覚せい剤取締法違反(営利目的輸入)などに問われ、裁判員裁判の無罪判決を2審で破棄されたイラン国籍の男の上告審で、最高裁第1小法廷は10日付で、被告の上告を棄却する決定を出した。
2審・大阪高裁は審理を大阪地裁に差し戻しており、裁判員を選び直して審理がやり直される。
裁判長を務めた横田尤孝(ともゆき)裁判官は補足意見で「1審が不合理な判断をした原因の多くは、審理が分かりにくかったことにある」と、地裁と検察、弁護側に苦言を呈した。
アブディ・スマイル被告(45)は2009年に覚醒剤4キロをトルコから密輸しようとしたとして起訴された。
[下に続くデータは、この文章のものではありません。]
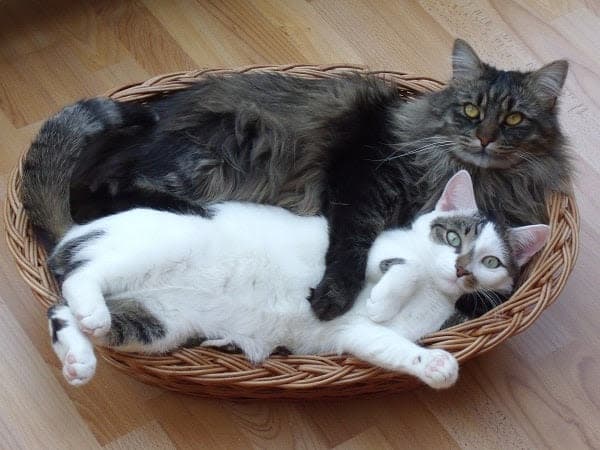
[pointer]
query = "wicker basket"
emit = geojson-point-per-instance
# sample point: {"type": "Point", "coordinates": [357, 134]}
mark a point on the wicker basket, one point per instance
{"type": "Point", "coordinates": [208, 372]}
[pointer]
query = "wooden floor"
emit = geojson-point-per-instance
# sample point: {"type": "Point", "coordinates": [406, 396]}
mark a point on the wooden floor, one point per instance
{"type": "Point", "coordinates": [540, 390]}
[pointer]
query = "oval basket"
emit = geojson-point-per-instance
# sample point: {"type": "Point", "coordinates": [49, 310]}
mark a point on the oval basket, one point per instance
{"type": "Point", "coordinates": [209, 372]}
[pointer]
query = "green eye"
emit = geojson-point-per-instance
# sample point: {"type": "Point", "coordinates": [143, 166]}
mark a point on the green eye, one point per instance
{"type": "Point", "coordinates": [453, 238]}
{"type": "Point", "coordinates": [471, 111]}
{"type": "Point", "coordinates": [491, 262]}
{"type": "Point", "coordinates": [513, 119]}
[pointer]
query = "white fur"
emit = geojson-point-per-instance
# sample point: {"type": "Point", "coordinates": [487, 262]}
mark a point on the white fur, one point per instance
{"type": "Point", "coordinates": [243, 277]}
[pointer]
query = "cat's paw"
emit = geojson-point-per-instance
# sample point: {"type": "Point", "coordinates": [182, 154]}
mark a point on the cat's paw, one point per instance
{"type": "Point", "coordinates": [216, 343]}
{"type": "Point", "coordinates": [437, 368]}
{"type": "Point", "coordinates": [95, 322]}
{"type": "Point", "coordinates": [79, 366]}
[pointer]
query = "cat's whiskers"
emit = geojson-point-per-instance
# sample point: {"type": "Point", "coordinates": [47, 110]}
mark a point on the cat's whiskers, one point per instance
{"type": "Point", "coordinates": [424, 148]}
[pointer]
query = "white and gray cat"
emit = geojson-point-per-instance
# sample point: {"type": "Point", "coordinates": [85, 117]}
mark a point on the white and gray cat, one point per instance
{"type": "Point", "coordinates": [148, 281]}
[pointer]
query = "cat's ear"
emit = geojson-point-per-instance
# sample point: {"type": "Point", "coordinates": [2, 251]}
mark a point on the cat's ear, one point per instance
{"type": "Point", "coordinates": [466, 65]}
{"type": "Point", "coordinates": [527, 241]}
{"type": "Point", "coordinates": [548, 81]}
{"type": "Point", "coordinates": [458, 194]}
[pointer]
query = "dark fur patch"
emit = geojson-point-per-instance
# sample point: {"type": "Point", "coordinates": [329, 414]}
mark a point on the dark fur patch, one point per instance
{"type": "Point", "coordinates": [56, 324]}
{"type": "Point", "coordinates": [131, 323]}
{"type": "Point", "coordinates": [350, 149]}
{"type": "Point", "coordinates": [385, 265]}
{"type": "Point", "coordinates": [65, 259]}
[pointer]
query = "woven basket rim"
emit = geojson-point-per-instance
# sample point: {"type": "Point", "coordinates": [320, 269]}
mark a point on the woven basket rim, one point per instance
{"type": "Point", "coordinates": [209, 372]}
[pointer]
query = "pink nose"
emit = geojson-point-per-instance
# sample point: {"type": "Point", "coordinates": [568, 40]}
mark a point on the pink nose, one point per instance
{"type": "Point", "coordinates": [461, 272]}
{"type": "Point", "coordinates": [485, 140]}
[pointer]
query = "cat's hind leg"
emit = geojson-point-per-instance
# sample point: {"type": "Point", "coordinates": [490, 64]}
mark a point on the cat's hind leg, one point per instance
{"type": "Point", "coordinates": [385, 348]}
{"type": "Point", "coordinates": [73, 348]}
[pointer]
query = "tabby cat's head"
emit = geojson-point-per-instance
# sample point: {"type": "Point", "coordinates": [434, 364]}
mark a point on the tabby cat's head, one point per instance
{"type": "Point", "coordinates": [470, 252]}
{"type": "Point", "coordinates": [494, 118]}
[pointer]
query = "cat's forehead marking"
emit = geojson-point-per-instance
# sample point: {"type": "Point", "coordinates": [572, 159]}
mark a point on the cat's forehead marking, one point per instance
{"type": "Point", "coordinates": [467, 226]}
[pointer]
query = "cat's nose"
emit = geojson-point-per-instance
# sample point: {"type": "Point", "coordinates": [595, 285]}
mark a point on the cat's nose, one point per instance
{"type": "Point", "coordinates": [461, 271]}
{"type": "Point", "coordinates": [485, 140]}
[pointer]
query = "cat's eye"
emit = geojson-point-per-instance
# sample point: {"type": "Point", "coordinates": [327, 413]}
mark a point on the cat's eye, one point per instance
{"type": "Point", "coordinates": [471, 111]}
{"type": "Point", "coordinates": [513, 119]}
{"type": "Point", "coordinates": [453, 238]}
{"type": "Point", "coordinates": [491, 262]}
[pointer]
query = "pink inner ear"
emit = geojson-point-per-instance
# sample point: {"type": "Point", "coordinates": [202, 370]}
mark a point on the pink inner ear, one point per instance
{"type": "Point", "coordinates": [458, 194]}
{"type": "Point", "coordinates": [527, 241]}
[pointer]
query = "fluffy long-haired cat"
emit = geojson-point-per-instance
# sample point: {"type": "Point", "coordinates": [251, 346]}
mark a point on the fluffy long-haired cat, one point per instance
{"type": "Point", "coordinates": [147, 280]}
{"type": "Point", "coordinates": [350, 149]}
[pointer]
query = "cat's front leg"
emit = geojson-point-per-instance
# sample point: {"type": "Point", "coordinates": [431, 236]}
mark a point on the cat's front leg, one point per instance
{"type": "Point", "coordinates": [73, 348]}
{"type": "Point", "coordinates": [392, 291]}
{"type": "Point", "coordinates": [85, 298]}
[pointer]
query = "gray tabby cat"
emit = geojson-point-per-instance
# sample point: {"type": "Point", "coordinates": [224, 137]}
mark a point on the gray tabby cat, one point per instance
{"type": "Point", "coordinates": [348, 148]}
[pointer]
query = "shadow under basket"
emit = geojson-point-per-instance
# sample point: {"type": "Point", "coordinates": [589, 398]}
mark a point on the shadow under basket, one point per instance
{"type": "Point", "coordinates": [209, 372]}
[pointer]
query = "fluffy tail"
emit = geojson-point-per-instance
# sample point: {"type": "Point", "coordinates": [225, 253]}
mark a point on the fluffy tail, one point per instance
{"type": "Point", "coordinates": [54, 155]}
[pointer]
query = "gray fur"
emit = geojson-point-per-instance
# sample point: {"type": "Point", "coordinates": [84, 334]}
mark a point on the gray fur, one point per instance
{"type": "Point", "coordinates": [131, 322]}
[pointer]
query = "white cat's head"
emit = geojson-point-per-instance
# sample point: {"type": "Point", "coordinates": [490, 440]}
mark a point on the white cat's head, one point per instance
{"type": "Point", "coordinates": [470, 252]}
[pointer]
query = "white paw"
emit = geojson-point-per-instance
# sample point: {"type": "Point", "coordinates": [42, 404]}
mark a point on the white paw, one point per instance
{"type": "Point", "coordinates": [79, 366]}
{"type": "Point", "coordinates": [216, 343]}
{"type": "Point", "coordinates": [95, 322]}
{"type": "Point", "coordinates": [437, 368]}
{"type": "Point", "coordinates": [376, 310]}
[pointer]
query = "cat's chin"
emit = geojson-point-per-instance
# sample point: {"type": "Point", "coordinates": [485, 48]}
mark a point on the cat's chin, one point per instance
{"type": "Point", "coordinates": [485, 160]}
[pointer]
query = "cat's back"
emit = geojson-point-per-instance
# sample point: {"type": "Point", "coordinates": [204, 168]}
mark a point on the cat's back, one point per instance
{"type": "Point", "coordinates": [274, 232]}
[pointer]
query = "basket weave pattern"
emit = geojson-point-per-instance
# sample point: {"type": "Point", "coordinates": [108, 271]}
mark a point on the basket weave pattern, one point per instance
{"type": "Point", "coordinates": [209, 372]}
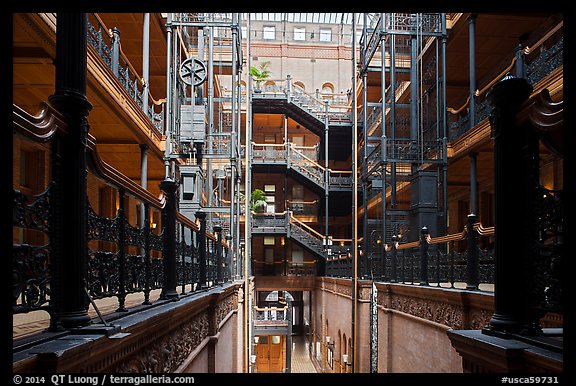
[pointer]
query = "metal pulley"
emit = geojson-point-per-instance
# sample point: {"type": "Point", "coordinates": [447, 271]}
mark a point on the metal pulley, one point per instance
{"type": "Point", "coordinates": [193, 71]}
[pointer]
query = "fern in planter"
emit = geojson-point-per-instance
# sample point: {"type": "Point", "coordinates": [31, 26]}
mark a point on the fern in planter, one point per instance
{"type": "Point", "coordinates": [259, 74]}
{"type": "Point", "coordinates": [257, 201]}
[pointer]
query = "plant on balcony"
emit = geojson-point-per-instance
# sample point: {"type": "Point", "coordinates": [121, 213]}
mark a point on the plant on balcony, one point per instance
{"type": "Point", "coordinates": [260, 74]}
{"type": "Point", "coordinates": [257, 201]}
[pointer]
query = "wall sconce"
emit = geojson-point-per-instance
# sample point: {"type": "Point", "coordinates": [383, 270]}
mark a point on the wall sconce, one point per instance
{"type": "Point", "coordinates": [346, 359]}
{"type": "Point", "coordinates": [188, 185]}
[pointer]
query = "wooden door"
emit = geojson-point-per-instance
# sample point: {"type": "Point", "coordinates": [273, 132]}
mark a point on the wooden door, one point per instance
{"type": "Point", "coordinates": [271, 354]}
{"type": "Point", "coordinates": [277, 347]}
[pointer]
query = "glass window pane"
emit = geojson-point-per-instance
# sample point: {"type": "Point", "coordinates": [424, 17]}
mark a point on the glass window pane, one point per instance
{"type": "Point", "coordinates": [299, 33]}
{"type": "Point", "coordinates": [269, 32]}
{"type": "Point", "coordinates": [325, 35]}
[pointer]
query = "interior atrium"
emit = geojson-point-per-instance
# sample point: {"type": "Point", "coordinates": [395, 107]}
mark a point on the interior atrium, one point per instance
{"type": "Point", "coordinates": [288, 193]}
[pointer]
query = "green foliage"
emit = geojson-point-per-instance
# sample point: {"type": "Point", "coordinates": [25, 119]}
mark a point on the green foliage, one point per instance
{"type": "Point", "coordinates": [257, 200]}
{"type": "Point", "coordinates": [260, 73]}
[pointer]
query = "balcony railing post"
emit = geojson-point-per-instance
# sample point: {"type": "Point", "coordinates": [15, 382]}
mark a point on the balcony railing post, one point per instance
{"type": "Point", "coordinates": [147, 261]}
{"type": "Point", "coordinates": [219, 268]}
{"type": "Point", "coordinates": [69, 206]}
{"type": "Point", "coordinates": [424, 256]}
{"type": "Point", "coordinates": [121, 216]}
{"type": "Point", "coordinates": [472, 254]}
{"type": "Point", "coordinates": [201, 215]}
{"type": "Point", "coordinates": [169, 248]}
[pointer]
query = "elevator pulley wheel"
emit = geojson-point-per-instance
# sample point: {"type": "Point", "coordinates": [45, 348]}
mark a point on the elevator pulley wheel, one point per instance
{"type": "Point", "coordinates": [193, 71]}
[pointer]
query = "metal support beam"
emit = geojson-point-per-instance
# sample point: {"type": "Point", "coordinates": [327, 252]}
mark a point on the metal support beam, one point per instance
{"type": "Point", "coordinates": [69, 204]}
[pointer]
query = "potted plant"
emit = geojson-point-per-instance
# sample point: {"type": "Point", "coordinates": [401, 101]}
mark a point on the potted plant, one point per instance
{"type": "Point", "coordinates": [257, 201]}
{"type": "Point", "coordinates": [260, 74]}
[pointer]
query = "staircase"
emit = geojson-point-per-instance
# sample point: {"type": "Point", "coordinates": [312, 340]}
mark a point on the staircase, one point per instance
{"type": "Point", "coordinates": [286, 223]}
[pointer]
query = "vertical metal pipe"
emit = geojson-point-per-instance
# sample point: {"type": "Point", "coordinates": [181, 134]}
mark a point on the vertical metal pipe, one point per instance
{"type": "Point", "coordinates": [218, 231]}
{"type": "Point", "coordinates": [367, 269]}
{"type": "Point", "coordinates": [168, 186]}
{"type": "Point", "coordinates": [413, 90]}
{"type": "Point", "coordinates": [383, 145]}
{"type": "Point", "coordinates": [233, 161]}
{"type": "Point", "coordinates": [473, 184]}
{"type": "Point", "coordinates": [472, 254]}
{"type": "Point", "coordinates": [354, 199]}
{"type": "Point", "coordinates": [326, 177]}
{"type": "Point", "coordinates": [145, 61]}
{"type": "Point", "coordinates": [393, 119]}
{"type": "Point", "coordinates": [424, 256]}
{"type": "Point", "coordinates": [443, 108]}
{"type": "Point", "coordinates": [472, 113]}
{"type": "Point", "coordinates": [247, 240]}
{"type": "Point", "coordinates": [238, 85]}
{"type": "Point", "coordinates": [144, 184]}
{"type": "Point", "coordinates": [115, 59]}
{"type": "Point", "coordinates": [201, 215]}
{"type": "Point", "coordinates": [472, 55]}
{"type": "Point", "coordinates": [209, 176]}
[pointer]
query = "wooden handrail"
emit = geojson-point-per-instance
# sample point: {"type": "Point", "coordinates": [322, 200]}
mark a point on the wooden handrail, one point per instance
{"type": "Point", "coordinates": [306, 226]}
{"type": "Point", "coordinates": [270, 308]}
{"type": "Point", "coordinates": [526, 51]}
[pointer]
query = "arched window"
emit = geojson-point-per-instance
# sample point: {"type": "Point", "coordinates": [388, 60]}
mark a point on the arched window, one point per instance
{"type": "Point", "coordinates": [327, 91]}
{"type": "Point", "coordinates": [270, 86]}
「被告の指示を受けた」とする共犯者の供述について、大阪地裁は携帯電話の通話記録と整合しないとして信用性を否定したが、2審は「通話は覚醒剤受け渡しの時期に集中し、多くは密輸に関する内容と推認される」と判断。
小法廷も「合理的で是認できる」と支持した。
横田裁判官は、共犯者の証人尋問や被告人質問を計12時間超とした公判前整理手続きを批判。
「審理内容が分かりづらくなったのではないか」と指摘した。」
有罪の立証責任は全て検察側にあり、弁護人としては、真偽不明、すなわち良く分からなくすることも、当然、重要な戦術の1つなのに、なにゆえに、弁護側まで、苦言を呈されなければならないのかと思いましたが、裁判所のホームページに掲載されていました↓
http://www.courts.go.jp/search/jhsp0030?hanreiid=84038&hanreiKbn=02
「公判前整理手続における争点整理及び審理計画の策定が不適切なままで終わったことには裁判所のみならず当事者の対応にも問題があったと考えられるところであり、分けても本件公訴事実について立証責任を負う検察官の訴訟活動には問題があったといわざるを得ない。」とのことだそうです。
それにしても、まるで、最高裁自らが、検察側に対して、助け舟、模範解答を示すかのような補足意見の内容は、いかがなものかと思いますし、末尾の「法曹三者が、それぞれの事件の内容・特性に応じた柔軟な姿勢で、裁判員裁判として在るべき公判審理、すなわち、裁判員が法廷で見聞きした審理の内容を踏まえて争点等について自らの意見を的確に形成できるような分かりやすい審理の実現に向け、不断の工夫と努力を重ねることが不可欠である。」というのも、弁護人になり得る側からすると、違和感を感じます。
「枝葉末節に過ぎない」「裁判員裁判だから」という理由で、何でもかんでもそぎ落とそうとする圧力が、益々強まるでしょうね。